Majid Khan, a terrorism suspect secretly detained for years by the CIA and now held in the military prison at Guantanamo Bay, Cuba, told his Pakistani wife in a letter that she should not dwell on the thought of his return because "if I come back, it will be a miracle of God."

The handwritten letter and three others to his family in suburban Baltimore are the first substantial communication from any of the 14 "high-value" detainees to become public since the captives were transferred in September from what were called CIA "black" sites to the U.S. military prison at Guantanamo.

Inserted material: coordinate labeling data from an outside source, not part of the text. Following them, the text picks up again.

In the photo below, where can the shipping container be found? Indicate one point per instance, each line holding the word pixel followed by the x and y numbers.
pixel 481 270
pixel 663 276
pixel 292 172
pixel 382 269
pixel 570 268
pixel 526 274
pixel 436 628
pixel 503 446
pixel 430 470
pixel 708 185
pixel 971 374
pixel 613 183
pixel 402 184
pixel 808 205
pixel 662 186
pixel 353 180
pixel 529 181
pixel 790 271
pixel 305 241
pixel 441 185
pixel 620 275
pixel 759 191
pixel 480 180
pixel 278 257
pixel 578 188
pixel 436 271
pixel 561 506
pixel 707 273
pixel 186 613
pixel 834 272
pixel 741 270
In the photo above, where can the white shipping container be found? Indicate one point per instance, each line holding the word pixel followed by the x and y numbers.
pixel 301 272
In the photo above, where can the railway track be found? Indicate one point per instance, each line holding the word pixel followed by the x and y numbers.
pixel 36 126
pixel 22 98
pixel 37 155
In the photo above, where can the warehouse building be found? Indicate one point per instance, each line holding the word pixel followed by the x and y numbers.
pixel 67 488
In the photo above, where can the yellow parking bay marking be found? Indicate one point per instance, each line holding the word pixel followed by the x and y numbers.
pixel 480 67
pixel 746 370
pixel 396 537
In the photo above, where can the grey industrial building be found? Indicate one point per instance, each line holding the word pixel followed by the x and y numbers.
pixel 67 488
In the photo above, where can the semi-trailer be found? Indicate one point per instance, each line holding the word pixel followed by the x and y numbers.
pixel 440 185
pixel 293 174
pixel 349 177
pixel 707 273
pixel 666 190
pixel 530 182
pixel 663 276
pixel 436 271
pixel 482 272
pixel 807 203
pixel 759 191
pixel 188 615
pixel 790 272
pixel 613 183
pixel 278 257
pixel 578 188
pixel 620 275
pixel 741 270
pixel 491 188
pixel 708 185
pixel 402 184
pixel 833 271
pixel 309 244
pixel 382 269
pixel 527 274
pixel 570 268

Khan's letters, redacted in places by military censors, reveal that he has embraced religion in ways that he had not as a high school student in Owings Mills, according to family members and teachers. Khan commanded his wife, Rabia Yaqoob, to study the Koran "with all the footnotes and the explanations" and thanked her for "giving me a daughter in the midst of your sadness."

"Our life is not less than a story from the movies," he wrote. "If you add a few songs to it, it would make a very good film."

The government has denied Khan, 26, and the other high-value detainees access to lawyers, asserting in court that the "alternative interrogation methods" to which Khan was subjected are among the nation's most sensitive national security secrets. As a result, little is known about the arrests, detentions or interrogations of those captives.

U.S. officials say Khan, a Pakistani national, took orders from Khalid Sheik Mohammed, the man accused of orchestrating the Sept. 11, 2001, attacks, and who is also a high-value detainee at Guantanamo. Khan was allegedly asked to research the poisoning of U.S. reservoirs and the blowing up of U.S. gas stations, and was considered for an operation to assassinate the Pakistani president.

The letters Khan wrote to his wife and family were delivered through the International Committee of the Red Cross, whose representatives are permitted to visit the detainees on the condition that the agency does not publicly disclose information gathered during the meetings.

Khan's letter to his wife, written in Urdu, was introduced in court in Pakistan and has been published on an Urdu-language Web site operated by the BBC. Yaqoob's attorney, Nisar A. Mujahid, said the letter, by revealing Khan's desperation, supports his contention that the government of Pakistan should use diplomatic pressure to help protect Khan's rights.

Khan's oldest brother, Mahmood Khan, said yesterday that the family was releasing the letters it received to draw attention to the case. Mahmood Khan said that, for several days after the letters arrived last month, he could not bring himself to read them.

"The more you read about how much he loves us, the things going through his mind, what he's been through -- what am I going to say to him?" asked Mahmood Khan, speaking at the family's home.

The letters in English are rife with spelling and grammatical errors. Khan wrote that he is held in solitary confinement, that he is allowed to leave his cell "to get sunburn" for one hour each day, and that he can sometimes talk with other inmates through cell walls. Beyond those particulars, the details of his confinement are few.

"In this letter I am going to mention some of the things I have been through," he wrote on Oct. 20. The next 19 lines of text are blacked out. After the redaction comes Khan's complaint that he did not have his glasses during his first two years of detention and that the military prison lacks basketball courts and other comforts common in U.S. prisons.